Another question I like to raise is that what
if we failed to do UTF-16 data validation. 
For example, suppose the data stored on the disk already invalid (this
can happen if we up-grade from old version of SQL Server, and there are some
invalid UTF-16 data stored.  Of course,
we can do data validation during up-grade, but it will be a size of data operation
and we usually want to avoid it), what is the result of calling a string
function with such invalid data as input. 
We can 1) throw an error and terminate the statement 2) treat a single
surrogate point as other normal character 3) or change the invalid data to a
valid data (such as a question mark ? which we did when converting a nvarchar
data into varchar data, but the data is not in the code page associated with
the varchar type).   Case 2 raise another
interesting question which is that can we just treat a single surrogate point
is still a valid character, and don't do any data validation? 
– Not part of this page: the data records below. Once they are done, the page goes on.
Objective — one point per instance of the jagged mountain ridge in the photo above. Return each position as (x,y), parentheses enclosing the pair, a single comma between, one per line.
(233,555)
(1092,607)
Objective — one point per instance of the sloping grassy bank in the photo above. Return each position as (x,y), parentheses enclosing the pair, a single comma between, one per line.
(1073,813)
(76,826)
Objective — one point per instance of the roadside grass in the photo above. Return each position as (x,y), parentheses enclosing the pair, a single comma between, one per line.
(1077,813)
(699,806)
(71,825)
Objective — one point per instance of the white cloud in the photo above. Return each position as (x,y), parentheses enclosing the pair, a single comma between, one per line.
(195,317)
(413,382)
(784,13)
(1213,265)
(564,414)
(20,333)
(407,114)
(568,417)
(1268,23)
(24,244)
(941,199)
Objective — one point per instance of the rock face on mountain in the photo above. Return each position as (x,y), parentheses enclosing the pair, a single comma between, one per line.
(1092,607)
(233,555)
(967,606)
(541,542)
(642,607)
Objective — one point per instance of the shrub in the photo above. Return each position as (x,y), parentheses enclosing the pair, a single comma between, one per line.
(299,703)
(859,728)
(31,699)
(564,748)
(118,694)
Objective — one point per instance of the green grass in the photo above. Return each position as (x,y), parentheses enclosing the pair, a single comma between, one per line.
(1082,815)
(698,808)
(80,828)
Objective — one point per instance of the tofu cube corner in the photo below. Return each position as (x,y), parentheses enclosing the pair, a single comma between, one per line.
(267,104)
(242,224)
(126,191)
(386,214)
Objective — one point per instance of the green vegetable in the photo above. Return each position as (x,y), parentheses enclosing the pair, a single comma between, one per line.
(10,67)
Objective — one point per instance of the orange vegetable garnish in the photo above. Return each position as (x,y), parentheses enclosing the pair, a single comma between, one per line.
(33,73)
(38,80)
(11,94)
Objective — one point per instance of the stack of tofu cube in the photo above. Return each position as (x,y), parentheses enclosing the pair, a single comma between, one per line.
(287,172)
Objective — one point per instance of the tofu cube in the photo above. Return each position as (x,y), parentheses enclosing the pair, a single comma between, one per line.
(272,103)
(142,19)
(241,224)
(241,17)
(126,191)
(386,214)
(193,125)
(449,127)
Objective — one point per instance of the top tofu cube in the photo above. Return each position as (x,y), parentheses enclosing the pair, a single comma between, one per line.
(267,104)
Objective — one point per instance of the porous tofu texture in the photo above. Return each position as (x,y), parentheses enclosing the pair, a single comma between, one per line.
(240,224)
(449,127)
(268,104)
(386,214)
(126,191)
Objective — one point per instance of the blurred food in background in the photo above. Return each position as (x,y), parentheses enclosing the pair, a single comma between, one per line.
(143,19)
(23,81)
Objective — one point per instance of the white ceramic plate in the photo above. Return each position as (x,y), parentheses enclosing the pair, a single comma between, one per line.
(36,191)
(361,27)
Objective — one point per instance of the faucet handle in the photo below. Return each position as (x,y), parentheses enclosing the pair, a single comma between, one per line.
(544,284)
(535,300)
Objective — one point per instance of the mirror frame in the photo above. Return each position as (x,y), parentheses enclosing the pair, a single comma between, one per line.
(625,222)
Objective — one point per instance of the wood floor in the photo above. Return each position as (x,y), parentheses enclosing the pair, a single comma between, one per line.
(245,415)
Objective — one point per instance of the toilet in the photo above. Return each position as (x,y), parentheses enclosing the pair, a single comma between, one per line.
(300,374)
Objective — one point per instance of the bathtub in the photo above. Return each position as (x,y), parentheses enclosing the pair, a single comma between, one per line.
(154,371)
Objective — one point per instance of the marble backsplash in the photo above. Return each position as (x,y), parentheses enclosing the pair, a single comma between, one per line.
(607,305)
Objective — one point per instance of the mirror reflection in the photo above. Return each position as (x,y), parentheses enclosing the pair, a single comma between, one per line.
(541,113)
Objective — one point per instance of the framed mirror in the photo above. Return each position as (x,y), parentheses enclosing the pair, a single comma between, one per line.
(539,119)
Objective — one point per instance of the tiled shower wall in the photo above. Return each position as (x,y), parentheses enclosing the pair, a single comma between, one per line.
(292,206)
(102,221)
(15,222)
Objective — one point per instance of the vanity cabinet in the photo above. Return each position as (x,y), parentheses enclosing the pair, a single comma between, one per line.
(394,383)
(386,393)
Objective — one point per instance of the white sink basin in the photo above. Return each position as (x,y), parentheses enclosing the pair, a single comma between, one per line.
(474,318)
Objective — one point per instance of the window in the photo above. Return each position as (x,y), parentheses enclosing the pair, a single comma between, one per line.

Let us end today's talk with an example of UTF-16 Support in
SQL Server today.  In SQL Server 2005, we
have XML data type support.  The XML data
type is internally stored as UTF-16 encoding (we use varbinary(max) data type
internally, but the content itself is UTF-16 encoded text).  In particular, single surrogate point is not
allowed, and SQL Server will automatically detect such invalid data when doing
XML parsing.  Some of the XQuery, such as
substring function internally call SQL Server's substring function, which made
these function surrogate unsafe.